Orta ABD’nın görmüş olduğu en parlak zeka ve üretken uyuşturucu kaçakçılarından olan Rossell, kentli bir orta derslik ailede dünyaya geldi. Chiquimula kentinde lise eğitimini alan ve hemen sonra üniversiteye giderek psikoloji okuyan genç hanım, okulu yarıda bırakarak ticarete atıldı. Ticarete karşı doğuştan gelen bir kabiliyeti vardı ve rakamlarla arası oldukça iyiydi. Bu yüzden uyuşturucu ticaretine girmeden ilkin, 1990’ların sonunda bölgede bulunan kartellerin “kara paralarını” aklayarak hiç kimseye belli etmeden yükselişini sürdürdü. 1999’da Honduraslı bir uyuşturucu kaçakçısı olan Jorge Andrés Fernández Carbajal ile bir ilişkiye başladı. Artık kaçakçılık dünyasının içindeydi.
DEA ajanı Steva Fraga, Rossell’i tanım ederken şu ifadelere yer veriyor:
“Rossell’in oldukça üst seviyede bir girişimcilik kabiliyeti vardı. Fazlaca parlak zeka ve parlak bir gençti. Bence bazı fırsatları öncesinden görebilen, bunlardan çıkarları doğrultusunda yararlanabilen bir iş insanı gibiydi.”
ABD Gömü Bakanlığı’nın raporuna bakılırsa ise “Orta ABD’daki en yaratıcı ve üretken narkotik kaçakçısı. Bununla beraber, Guatemala’daki en etken kara para aklayıcısı” olarak tanımlanan Rossell, Vasquez’in tam tersiydi. Sertlik eylemlerine girmeyi tercih etmeden ittifaklarını ticaretle kuruyordu.
2011-2019 yılında yapılmış olan ve şu sıralar popüler bir takım platformunda gösterimde olan “La Reina del Sur” (Cenup Kraliçesi) kurgu bir karakteri yansıtıyor benzer biçimde görünse de aslen Rossell’in yaşam hikâyesinden etkilenerek yaratılmış bir takım.
KARTELLER İÇİNDE PRESTİJLİ BİR KONUMA YÜKSELDİ
30 yaşlarının başlarında olan uzun açık kahverengi saçlı ve açık tende bu hanım 8 milyon dolarlık operasyonlar yöneterek işe başlamış, sorunları yaratıcılığı ile aşmaya alışmıştı. O şekilde bir noktaya geldi ki, Guatemala’da haiz olduğu korumayı bizzat devlet sağlıyordu. Ulusal polis tarafınca korunuyor, koruma ekibinin içinde İçişleri Bakanlığı’ndan üç yada dört eskort vasıta bulunuyordu.

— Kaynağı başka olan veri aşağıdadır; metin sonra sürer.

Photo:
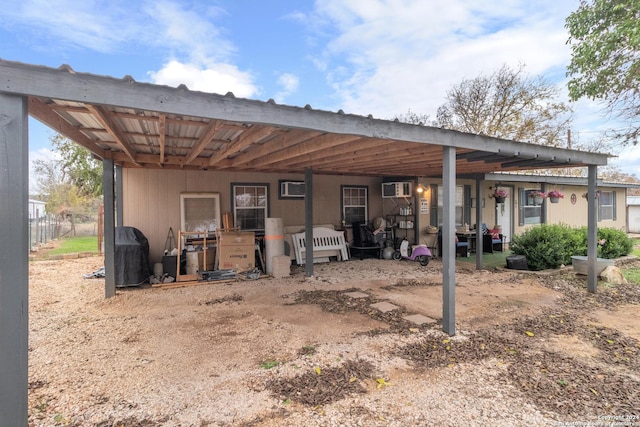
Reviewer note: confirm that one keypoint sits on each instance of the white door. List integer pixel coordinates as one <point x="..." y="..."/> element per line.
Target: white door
<point x="504" y="215"/>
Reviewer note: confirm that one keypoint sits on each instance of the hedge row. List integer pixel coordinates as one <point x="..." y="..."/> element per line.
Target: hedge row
<point x="552" y="245"/>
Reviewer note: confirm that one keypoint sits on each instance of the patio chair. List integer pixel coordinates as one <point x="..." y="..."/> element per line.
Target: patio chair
<point x="492" y="240"/>
<point x="462" y="245"/>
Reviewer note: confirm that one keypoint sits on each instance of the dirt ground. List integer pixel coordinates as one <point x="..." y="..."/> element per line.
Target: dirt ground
<point x="529" y="349"/>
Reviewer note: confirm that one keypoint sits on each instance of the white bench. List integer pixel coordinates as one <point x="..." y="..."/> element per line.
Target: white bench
<point x="326" y="243"/>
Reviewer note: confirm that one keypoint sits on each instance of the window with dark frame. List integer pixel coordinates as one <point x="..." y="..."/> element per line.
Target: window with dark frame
<point x="250" y="206"/>
<point x="529" y="212"/>
<point x="606" y="206"/>
<point x="459" y="204"/>
<point x="355" y="205"/>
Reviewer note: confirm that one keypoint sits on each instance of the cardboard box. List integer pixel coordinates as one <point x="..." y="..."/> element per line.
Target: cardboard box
<point x="211" y="257"/>
<point x="241" y="258"/>
<point x="237" y="250"/>
<point x="237" y="238"/>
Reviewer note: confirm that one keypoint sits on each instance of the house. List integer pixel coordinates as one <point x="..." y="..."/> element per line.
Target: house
<point x="633" y="214"/>
<point x="157" y="143"/>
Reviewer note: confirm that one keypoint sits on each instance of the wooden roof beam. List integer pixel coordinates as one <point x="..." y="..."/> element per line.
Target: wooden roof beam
<point x="325" y="141"/>
<point x="204" y="140"/>
<point x="102" y="115"/>
<point x="162" y="131"/>
<point x="284" y="141"/>
<point x="253" y="135"/>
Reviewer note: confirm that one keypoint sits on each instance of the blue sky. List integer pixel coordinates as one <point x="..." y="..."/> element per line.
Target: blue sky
<point x="362" y="56"/>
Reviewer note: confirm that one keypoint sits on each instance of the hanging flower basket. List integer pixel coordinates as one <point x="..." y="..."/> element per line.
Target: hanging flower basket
<point x="499" y="195"/>
<point x="555" y="196"/>
<point x="538" y="197"/>
<point x="586" y="195"/>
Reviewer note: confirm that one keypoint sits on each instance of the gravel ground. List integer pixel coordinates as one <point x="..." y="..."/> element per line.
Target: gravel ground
<point x="529" y="350"/>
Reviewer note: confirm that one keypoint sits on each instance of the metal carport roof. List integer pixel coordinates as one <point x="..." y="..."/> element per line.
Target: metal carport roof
<point x="141" y="125"/>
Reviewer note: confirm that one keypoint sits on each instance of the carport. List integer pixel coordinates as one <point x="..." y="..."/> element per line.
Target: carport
<point x="128" y="124"/>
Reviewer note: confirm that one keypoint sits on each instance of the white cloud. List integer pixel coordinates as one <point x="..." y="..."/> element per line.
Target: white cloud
<point x="289" y="84"/>
<point x="217" y="78"/>
<point x="44" y="154"/>
<point x="392" y="55"/>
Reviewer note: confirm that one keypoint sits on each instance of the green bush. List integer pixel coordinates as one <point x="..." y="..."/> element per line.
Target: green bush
<point x="612" y="243"/>
<point x="550" y="246"/>
<point x="547" y="245"/>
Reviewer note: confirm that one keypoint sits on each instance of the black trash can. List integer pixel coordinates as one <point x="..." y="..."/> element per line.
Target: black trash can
<point x="517" y="262"/>
<point x="131" y="257"/>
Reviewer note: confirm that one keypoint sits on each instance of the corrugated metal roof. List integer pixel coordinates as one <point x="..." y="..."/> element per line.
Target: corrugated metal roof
<point x="144" y="125"/>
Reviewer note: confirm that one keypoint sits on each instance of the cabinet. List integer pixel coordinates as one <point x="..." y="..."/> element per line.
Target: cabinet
<point x="402" y="225"/>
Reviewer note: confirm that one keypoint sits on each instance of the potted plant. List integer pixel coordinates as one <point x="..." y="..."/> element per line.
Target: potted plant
<point x="499" y="195"/>
<point x="555" y="196"/>
<point x="538" y="197"/>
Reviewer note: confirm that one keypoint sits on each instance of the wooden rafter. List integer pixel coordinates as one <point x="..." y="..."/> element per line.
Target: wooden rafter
<point x="162" y="130"/>
<point x="247" y="138"/>
<point x="204" y="140"/>
<point x="102" y="115"/>
<point x="283" y="142"/>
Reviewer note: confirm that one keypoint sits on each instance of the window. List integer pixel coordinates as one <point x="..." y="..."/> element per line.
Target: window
<point x="250" y="206"/>
<point x="606" y="206"/>
<point x="199" y="212"/>
<point x="459" y="205"/>
<point x="355" y="207"/>
<point x="530" y="212"/>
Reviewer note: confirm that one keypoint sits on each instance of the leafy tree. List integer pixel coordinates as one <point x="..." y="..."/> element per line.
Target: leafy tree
<point x="507" y="104"/>
<point x="605" y="57"/>
<point x="79" y="166"/>
<point x="71" y="184"/>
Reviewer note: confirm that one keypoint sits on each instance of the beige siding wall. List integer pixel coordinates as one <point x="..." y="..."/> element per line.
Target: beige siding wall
<point x="564" y="212"/>
<point x="151" y="198"/>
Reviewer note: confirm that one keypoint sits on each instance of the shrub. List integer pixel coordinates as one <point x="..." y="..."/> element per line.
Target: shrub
<point x="612" y="243"/>
<point x="547" y="245"/>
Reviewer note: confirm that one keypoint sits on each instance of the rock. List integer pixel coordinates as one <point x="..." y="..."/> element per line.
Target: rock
<point x="613" y="275"/>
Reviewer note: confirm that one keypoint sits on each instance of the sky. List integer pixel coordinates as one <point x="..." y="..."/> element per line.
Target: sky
<point x="378" y="57"/>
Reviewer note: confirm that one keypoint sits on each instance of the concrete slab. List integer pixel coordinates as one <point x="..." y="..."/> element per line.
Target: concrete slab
<point x="419" y="319"/>
<point x="384" y="306"/>
<point x="356" y="295"/>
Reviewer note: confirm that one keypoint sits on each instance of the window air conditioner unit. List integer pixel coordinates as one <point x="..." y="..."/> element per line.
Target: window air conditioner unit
<point x="396" y="189"/>
<point x="292" y="189"/>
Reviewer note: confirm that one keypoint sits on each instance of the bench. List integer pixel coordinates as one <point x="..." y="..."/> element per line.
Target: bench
<point x="326" y="243"/>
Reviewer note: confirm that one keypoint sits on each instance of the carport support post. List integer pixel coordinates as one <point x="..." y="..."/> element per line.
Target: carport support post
<point x="14" y="267"/>
<point x="119" y="214"/>
<point x="308" y="221"/>
<point x="479" y="237"/>
<point x="448" y="240"/>
<point x="592" y="229"/>
<point x="109" y="229"/>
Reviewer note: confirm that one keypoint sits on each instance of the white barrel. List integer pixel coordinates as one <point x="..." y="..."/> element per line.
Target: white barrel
<point x="273" y="240"/>
<point x="192" y="262"/>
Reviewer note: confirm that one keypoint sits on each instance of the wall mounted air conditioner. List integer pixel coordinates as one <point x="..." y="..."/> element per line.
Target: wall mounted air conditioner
<point x="396" y="189"/>
<point x="291" y="188"/>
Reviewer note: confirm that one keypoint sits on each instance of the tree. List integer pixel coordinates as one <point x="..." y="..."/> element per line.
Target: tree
<point x="507" y="104"/>
<point x="605" y="57"/>
<point x="79" y="166"/>
<point x="70" y="185"/>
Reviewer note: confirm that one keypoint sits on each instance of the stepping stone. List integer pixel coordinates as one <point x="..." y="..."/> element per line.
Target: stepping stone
<point x="419" y="319"/>
<point x="384" y="306"/>
<point x="356" y="295"/>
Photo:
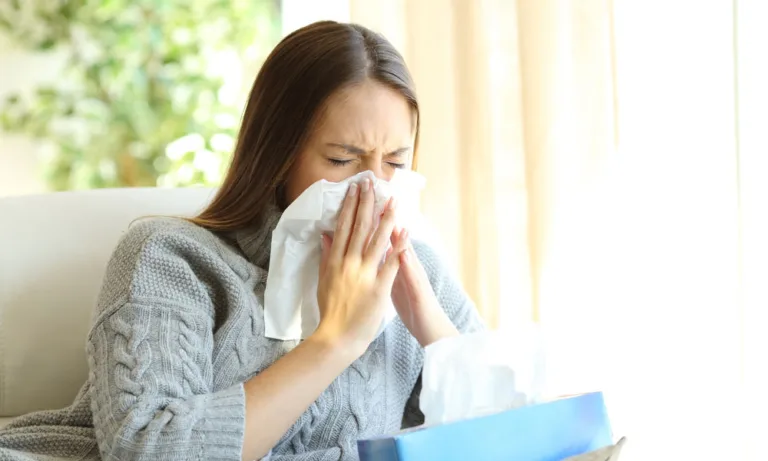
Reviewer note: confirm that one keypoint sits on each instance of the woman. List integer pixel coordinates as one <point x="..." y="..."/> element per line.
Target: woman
<point x="179" y="365"/>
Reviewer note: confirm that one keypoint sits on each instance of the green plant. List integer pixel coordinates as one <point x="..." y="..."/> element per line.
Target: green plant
<point x="150" y="93"/>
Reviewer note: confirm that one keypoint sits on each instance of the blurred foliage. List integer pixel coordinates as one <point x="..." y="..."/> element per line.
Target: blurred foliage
<point x="151" y="92"/>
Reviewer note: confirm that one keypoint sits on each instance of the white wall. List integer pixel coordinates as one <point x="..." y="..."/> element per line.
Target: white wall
<point x="20" y="157"/>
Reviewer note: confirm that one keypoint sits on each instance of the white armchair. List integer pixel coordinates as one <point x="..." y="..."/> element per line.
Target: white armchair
<point x="53" y="252"/>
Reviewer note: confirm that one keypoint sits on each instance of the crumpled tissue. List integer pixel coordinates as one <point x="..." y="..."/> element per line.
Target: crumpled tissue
<point x="290" y="299"/>
<point x="482" y="373"/>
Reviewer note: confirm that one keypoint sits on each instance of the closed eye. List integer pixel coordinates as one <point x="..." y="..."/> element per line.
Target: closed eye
<point x="339" y="162"/>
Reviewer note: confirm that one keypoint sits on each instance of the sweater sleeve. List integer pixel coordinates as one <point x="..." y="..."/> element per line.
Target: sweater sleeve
<point x="150" y="357"/>
<point x="448" y="290"/>
<point x="460" y="309"/>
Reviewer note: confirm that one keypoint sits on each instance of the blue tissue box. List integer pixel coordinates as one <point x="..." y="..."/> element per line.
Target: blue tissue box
<point x="550" y="431"/>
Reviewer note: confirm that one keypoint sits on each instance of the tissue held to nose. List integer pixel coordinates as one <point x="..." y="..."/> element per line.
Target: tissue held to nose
<point x="291" y="310"/>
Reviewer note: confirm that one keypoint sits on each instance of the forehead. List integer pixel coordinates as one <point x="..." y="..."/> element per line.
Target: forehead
<point x="369" y="114"/>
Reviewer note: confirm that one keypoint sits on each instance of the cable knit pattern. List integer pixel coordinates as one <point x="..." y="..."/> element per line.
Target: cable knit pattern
<point x="179" y="327"/>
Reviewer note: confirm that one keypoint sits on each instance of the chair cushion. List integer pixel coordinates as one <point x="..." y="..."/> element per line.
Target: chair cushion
<point x="53" y="252"/>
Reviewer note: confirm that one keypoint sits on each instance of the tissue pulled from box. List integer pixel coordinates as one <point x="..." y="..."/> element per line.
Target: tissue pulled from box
<point x="481" y="373"/>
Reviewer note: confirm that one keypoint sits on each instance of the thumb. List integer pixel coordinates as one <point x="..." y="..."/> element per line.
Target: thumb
<point x="388" y="271"/>
<point x="325" y="250"/>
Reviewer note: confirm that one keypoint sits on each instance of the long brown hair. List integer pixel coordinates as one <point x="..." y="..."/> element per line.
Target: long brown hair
<point x="286" y="100"/>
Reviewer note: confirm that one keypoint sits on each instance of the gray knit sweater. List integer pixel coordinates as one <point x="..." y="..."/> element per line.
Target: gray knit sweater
<point x="179" y="327"/>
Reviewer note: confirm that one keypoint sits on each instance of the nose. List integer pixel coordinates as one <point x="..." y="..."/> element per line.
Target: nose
<point x="375" y="163"/>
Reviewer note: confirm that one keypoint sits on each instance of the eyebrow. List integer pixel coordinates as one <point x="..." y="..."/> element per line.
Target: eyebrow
<point x="360" y="151"/>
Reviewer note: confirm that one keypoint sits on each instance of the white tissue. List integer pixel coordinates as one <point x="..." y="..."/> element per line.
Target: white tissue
<point x="481" y="373"/>
<point x="290" y="299"/>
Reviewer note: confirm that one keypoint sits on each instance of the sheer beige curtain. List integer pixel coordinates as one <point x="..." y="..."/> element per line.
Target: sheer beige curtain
<point x="517" y="114"/>
<point x="599" y="166"/>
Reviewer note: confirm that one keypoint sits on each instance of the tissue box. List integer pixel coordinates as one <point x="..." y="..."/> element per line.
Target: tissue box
<point x="550" y="431"/>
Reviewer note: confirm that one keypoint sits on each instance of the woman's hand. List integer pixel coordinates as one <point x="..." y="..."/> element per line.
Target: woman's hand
<point x="414" y="298"/>
<point x="354" y="287"/>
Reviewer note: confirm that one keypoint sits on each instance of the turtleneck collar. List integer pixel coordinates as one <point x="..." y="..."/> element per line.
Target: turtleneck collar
<point x="256" y="241"/>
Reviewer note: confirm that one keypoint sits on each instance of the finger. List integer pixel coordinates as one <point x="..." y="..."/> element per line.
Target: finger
<point x="394" y="238"/>
<point x="344" y="223"/>
<point x="383" y="235"/>
<point x="388" y="271"/>
<point x="325" y="250"/>
<point x="363" y="220"/>
<point x="405" y="249"/>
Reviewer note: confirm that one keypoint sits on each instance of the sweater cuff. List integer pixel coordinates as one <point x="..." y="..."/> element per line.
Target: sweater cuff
<point x="223" y="425"/>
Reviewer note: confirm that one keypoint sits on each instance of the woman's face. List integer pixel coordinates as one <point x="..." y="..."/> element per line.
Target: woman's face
<point x="364" y="127"/>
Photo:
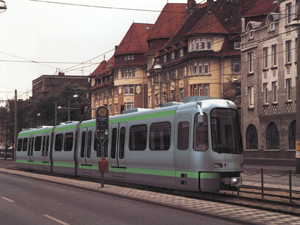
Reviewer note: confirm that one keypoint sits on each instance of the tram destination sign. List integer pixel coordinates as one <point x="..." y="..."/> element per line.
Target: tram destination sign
<point x="102" y="122"/>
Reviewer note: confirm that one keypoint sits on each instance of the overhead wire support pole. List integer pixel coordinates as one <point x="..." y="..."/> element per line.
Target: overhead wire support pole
<point x="298" y="94"/>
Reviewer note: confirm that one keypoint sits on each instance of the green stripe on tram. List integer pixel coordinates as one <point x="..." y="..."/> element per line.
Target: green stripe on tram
<point x="143" y="116"/>
<point x="26" y="133"/>
<point x="63" y="128"/>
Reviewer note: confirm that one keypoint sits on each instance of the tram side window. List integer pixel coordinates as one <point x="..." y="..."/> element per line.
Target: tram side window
<point x="122" y="143"/>
<point x="183" y="135"/>
<point x="25" y="144"/>
<point x="68" y="142"/>
<point x="58" y="142"/>
<point x="138" y="137"/>
<point x="82" y="144"/>
<point x="20" y="144"/>
<point x="113" y="143"/>
<point x="38" y="143"/>
<point x="200" y="133"/>
<point x="160" y="136"/>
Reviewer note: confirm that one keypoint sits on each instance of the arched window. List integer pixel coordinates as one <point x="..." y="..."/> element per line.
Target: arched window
<point x="251" y="137"/>
<point x="272" y="137"/>
<point x="292" y="135"/>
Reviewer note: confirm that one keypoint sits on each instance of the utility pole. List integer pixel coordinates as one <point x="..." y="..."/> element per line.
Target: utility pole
<point x="298" y="95"/>
<point x="16" y="125"/>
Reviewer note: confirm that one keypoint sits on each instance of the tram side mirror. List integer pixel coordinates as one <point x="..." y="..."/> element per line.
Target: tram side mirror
<point x="200" y="119"/>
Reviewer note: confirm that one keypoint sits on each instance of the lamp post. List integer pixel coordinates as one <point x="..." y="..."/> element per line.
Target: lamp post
<point x="298" y="93"/>
<point x="3" y="6"/>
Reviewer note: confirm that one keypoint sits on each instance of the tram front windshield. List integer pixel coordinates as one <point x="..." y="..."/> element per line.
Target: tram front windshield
<point x="225" y="131"/>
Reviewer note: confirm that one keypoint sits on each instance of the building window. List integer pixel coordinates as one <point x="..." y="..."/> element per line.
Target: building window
<point x="173" y="55"/>
<point x="251" y="137"/>
<point x="236" y="67"/>
<point x="251" y="96"/>
<point x="157" y="99"/>
<point x="289" y="89"/>
<point x="274" y="55"/>
<point x="288" y="13"/>
<point x="165" y="58"/>
<point x="200" y="44"/>
<point x="237" y="45"/>
<point x="181" y="53"/>
<point x="266" y="96"/>
<point x="292" y="135"/>
<point x="128" y="57"/>
<point x="272" y="137"/>
<point x="128" y="90"/>
<point x="250" y="62"/>
<point x="181" y="94"/>
<point x="274" y="90"/>
<point x="288" y="52"/>
<point x="116" y="108"/>
<point x="265" y="52"/>
<point x="128" y="105"/>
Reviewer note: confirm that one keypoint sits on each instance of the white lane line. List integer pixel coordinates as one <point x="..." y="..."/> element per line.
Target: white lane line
<point x="7" y="199"/>
<point x="56" y="220"/>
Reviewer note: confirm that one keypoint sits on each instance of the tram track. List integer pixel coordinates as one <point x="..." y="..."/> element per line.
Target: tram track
<point x="273" y="200"/>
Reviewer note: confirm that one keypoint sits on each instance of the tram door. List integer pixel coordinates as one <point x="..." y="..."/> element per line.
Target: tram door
<point x="45" y="151"/>
<point x="30" y="152"/>
<point x="182" y="141"/>
<point x="117" y="153"/>
<point x="85" y="150"/>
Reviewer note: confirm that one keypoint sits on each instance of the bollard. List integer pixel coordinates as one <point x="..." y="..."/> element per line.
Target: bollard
<point x="262" y="182"/>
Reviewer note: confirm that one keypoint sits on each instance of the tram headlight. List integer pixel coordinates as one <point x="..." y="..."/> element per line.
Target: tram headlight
<point x="236" y="181"/>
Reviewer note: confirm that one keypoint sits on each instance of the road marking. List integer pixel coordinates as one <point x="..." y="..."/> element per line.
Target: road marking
<point x="7" y="199"/>
<point x="56" y="220"/>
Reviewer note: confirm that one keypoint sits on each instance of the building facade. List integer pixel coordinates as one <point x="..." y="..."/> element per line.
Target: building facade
<point x="269" y="74"/>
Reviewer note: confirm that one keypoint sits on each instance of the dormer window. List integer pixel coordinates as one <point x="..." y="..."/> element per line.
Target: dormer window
<point x="181" y="53"/>
<point x="237" y="45"/>
<point x="165" y="58"/>
<point x="251" y="34"/>
<point x="173" y="55"/>
<point x="128" y="57"/>
<point x="200" y="44"/>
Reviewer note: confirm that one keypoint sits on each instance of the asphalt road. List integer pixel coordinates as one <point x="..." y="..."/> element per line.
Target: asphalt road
<point x="30" y="201"/>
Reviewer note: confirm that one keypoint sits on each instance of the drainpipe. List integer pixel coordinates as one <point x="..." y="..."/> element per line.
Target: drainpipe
<point x="222" y="77"/>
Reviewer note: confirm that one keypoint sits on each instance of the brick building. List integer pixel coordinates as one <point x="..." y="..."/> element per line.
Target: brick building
<point x="269" y="83"/>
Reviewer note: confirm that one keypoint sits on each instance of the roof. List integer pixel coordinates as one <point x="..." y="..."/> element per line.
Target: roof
<point x="208" y="24"/>
<point x="260" y="7"/>
<point x="135" y="40"/>
<point x="172" y="15"/>
<point x="104" y="68"/>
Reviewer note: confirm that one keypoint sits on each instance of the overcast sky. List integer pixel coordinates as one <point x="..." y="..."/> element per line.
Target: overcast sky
<point x="41" y="37"/>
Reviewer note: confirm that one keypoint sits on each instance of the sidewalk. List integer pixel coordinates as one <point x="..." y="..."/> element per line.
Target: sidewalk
<point x="235" y="213"/>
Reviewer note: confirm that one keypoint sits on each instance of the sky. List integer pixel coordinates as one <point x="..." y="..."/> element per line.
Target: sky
<point x="42" y="37"/>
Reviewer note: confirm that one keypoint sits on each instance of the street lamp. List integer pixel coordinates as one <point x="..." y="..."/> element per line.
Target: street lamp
<point x="297" y="25"/>
<point x="2" y="6"/>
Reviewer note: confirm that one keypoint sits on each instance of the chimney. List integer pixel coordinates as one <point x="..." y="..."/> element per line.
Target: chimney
<point x="191" y="6"/>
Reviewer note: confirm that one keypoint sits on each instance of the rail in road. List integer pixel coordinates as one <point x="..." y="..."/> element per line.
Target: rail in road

2012-2015 yılları aralığında Guatemala’nın İçişleri Bakanı Mauricio Lopez Bonilla ile iş ilişkilerini ilerletmişti. DEA’nın raporuna bakılırsa, Rossell, kabahat dünyasındaki prestijli konumunu koruyabilmek için İçişleri Bakanı ile kendisinden yana olan kartellerin güvenliğini güvence altına alması yönünde görüşmeler yapmış oldu. Bu ilişki yardımıyla Rossell, DEA benzer biçimde internasyonal birimlerin müdahalelerinden de korunmuş oluyordu.
Rossell, Yaneth Vargara Hernandez ve Sebastiana Cotton Vasquez ile yaptıkları görüşmede DEA ajanları tarafınca yakalandığında, meseleye ABD hükümeti ile antak kalma yapmaktan çekinmeyecek kadar pragmatist yaklaşıyordu. Bu anlaşmanın peşinden ABD’deki federal mahkeme Mayıs 2015’te Rossell’i 12 yıl hapis cezasına çarptırdı.
200 MİLYON DOLAR KARA PARA AKLADI
Mart 2016’da Lorenzana Karteli’ne karşı başlatılan davada, on yıl ilkin “üçten fazla Kolombiyalı kartel” için “200 milyon dolardan fazla” para akladığını kabul eden ve Lorenzanas ile “40 milyon dolardan fazla para kazandığını itiraf eden Rossell, Lorenzana Karteli’nin çökertilmesine yardım etti. 1 milyon dolarlık kefalet cezasını ödeyen Rossell ve Vasquez, 2019 senesinde hapisten çıktı. Hernandez ise yapılan anlaşma neticesinde 9 yıl 2 ay hapis cezasına çarptırıldı ve 5 senenin peşinden denetimli serbestlikle salıverildi.
Rossell, hapisten çıktıktan sonrasında eve dönmezken, Vasquez büyük bir kararlılıkla tekrardan evinin yolunu tuttu.
Vice’ta Deborah Bonello imzasıyla piyasaya sürülen “Las Patronas: The Secret History of Latin America’s Female Cartel Bosses” başlıklı yazı dizisinde geçen haberlerden Özgürlük’ten Gürer Mut tarafınca derlenmiştir.